Blue/Black --> Always hot when ignition switch is on
Blue/White --> Hot only when wipers are in constant mode
Black/Grey --> Hot on both slow and fast, constant and intermittant
Blue --> Hot only on fast speed
Grey --> Hot only on slow speed
Black --> Ground

Here's a photo of the Yugo motor with the gear exposed. The Bosch motor is similiar.

Notice the fingers on the gear cover. As the motor turns each finger makes contact with a certain spot on the disc. One makes contact all the time. One touches the brass portion of the disc briefly and the other one makes contact most of the time.

The trick was to isolate the finger that is grounded to the body and solder a six wire to it. I took a some wire cutters and cut the tab and bent it so that it did not touch any of the other wires or the body of the wiper motor. Also notice that I trimmed off a section of the motor which was used as a support bracket for the VW wiper linkage. When I linked the wires from the car's wiring harness to the wiper motor, I used 12 AWG wire. This may be overkill. Just don't use anything thinner than 14 AWG.

The color of the wires on the Bosch motor do not correspond like one would expect.

Brown ---> Ground
Red ---> Slow
Yellow ---> Fast
White ----> Hot on fast and slow
Black ---->Always hot
Tab -----> Grounded to the wiper motor's body

Once the tab on the Bosch motor is isolated from the gear cover and a six wire soldered to it, it's just a matter of connecting the wires from the motor to the harness on the Spider.

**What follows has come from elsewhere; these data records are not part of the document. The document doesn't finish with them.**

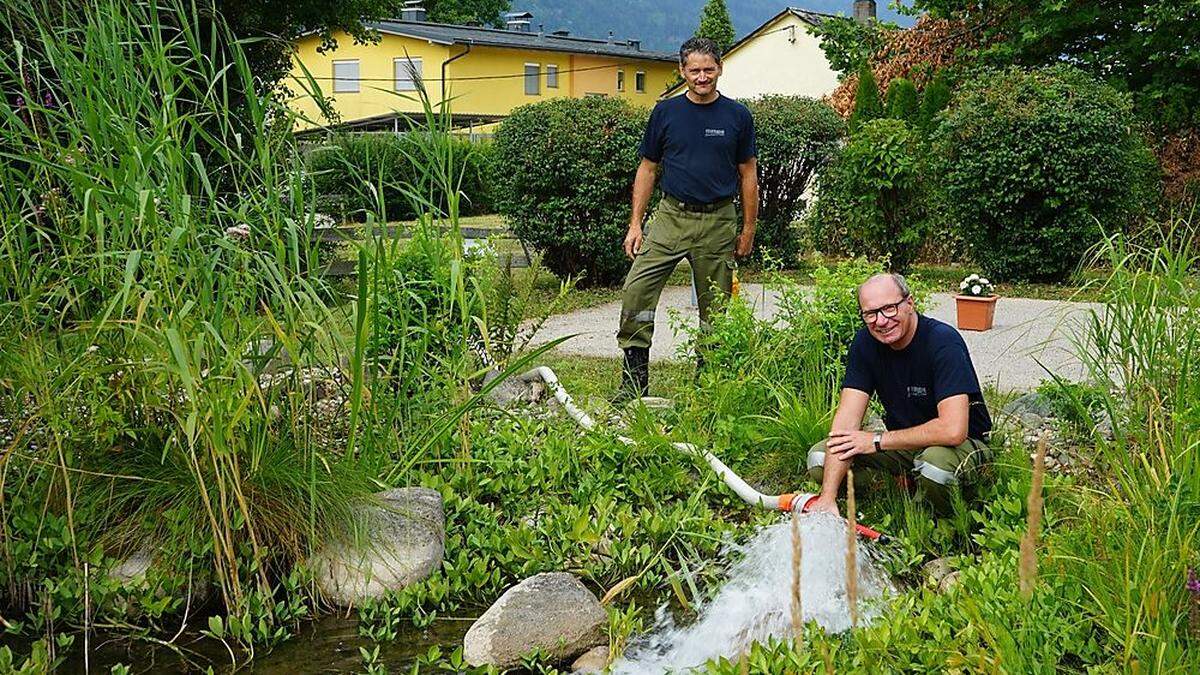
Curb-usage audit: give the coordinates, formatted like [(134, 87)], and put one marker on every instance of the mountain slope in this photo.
[(665, 24)]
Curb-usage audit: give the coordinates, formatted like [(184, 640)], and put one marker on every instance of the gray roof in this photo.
[(815, 18), (448, 34)]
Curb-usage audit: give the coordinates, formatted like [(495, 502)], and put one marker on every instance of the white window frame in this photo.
[(414, 72), (345, 84), (533, 78)]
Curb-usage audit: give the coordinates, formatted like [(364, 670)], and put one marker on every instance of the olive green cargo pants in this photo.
[(940, 470), (706, 239)]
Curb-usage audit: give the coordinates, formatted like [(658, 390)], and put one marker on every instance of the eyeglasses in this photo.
[(888, 311)]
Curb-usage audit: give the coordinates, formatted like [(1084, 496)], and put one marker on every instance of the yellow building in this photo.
[(485, 72)]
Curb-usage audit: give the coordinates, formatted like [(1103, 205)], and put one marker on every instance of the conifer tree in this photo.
[(937, 96), (903, 101), (867, 100), (715, 24)]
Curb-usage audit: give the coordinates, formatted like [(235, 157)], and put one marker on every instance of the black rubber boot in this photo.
[(635, 375)]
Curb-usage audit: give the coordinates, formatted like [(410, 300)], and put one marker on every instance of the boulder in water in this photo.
[(935, 571), (406, 541), (552, 613), (595, 659)]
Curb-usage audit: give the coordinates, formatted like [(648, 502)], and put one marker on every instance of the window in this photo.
[(407, 72), (533, 71), (346, 76)]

So it's like this (Bosch motor ---> Spider's harness):

Brown --> Black
Red --> Grey
Yellow -> Blue
White --> Grey Black
Black --> Blue/Black
Tab ---> Blue white

Keep in mind the Spider uses a knob on the dashboard to control the speed so I may have the "speed" wires reversed. You will never know this on a Spider but on the X 1/9 where the speed is selected by the column switch, may show up as being reversed so keep that in mind if this happens.

Now let's assume you have an older Fiat that uses a wiper motor with five wires. Well your in luck because you shouldn't have to isolate the tab from the wiper motor! When I removed the gear cover from a five wire Marelli motor I discovered that one of the contacts in the park mechanism is grounded.

PICTUREHere is a photo of the Marelli motor's gear cover removed. These should be the same on all Fiats except for the number of wires used. On five wire motors, one of the contacts will be grounded. So there is no need to break the tab on the back of the Bosch motor and solder an extra wire.

Notice that one contact is fixed and is attached to a tab which can make contact with two other contacts depending upon the position of the wiper motor. In this position the circuit is being completed "most" of the time. As the cam gear rotates, it breaks contact and makes contact "breifly" with the other contact. On the backside of the gear cover are wires soldered to these contacts. So once you figure out what these wires do on your Fiat, correspond them to the wires on the Bosch motor.

Since the wiring differs between models throughout the years I cannot explain which wires goto what on every model. But if you wish to carry out this conversion, just send me an email and I'll try to help. I hope this webpage makes sense.

OH and one more thing to mention. The Bosch motor turns in the opposite direction as the Marelli motor. At first I thought this might be an issue but it makes no difference. Just make sure you mark the location on the linkage so the wipers are correctly positioned. I found it best to turn the wiper motor on before connecting it to the linkage so it can park correctly, then connect it to the linkage, turn it on again, then install the wiper arms.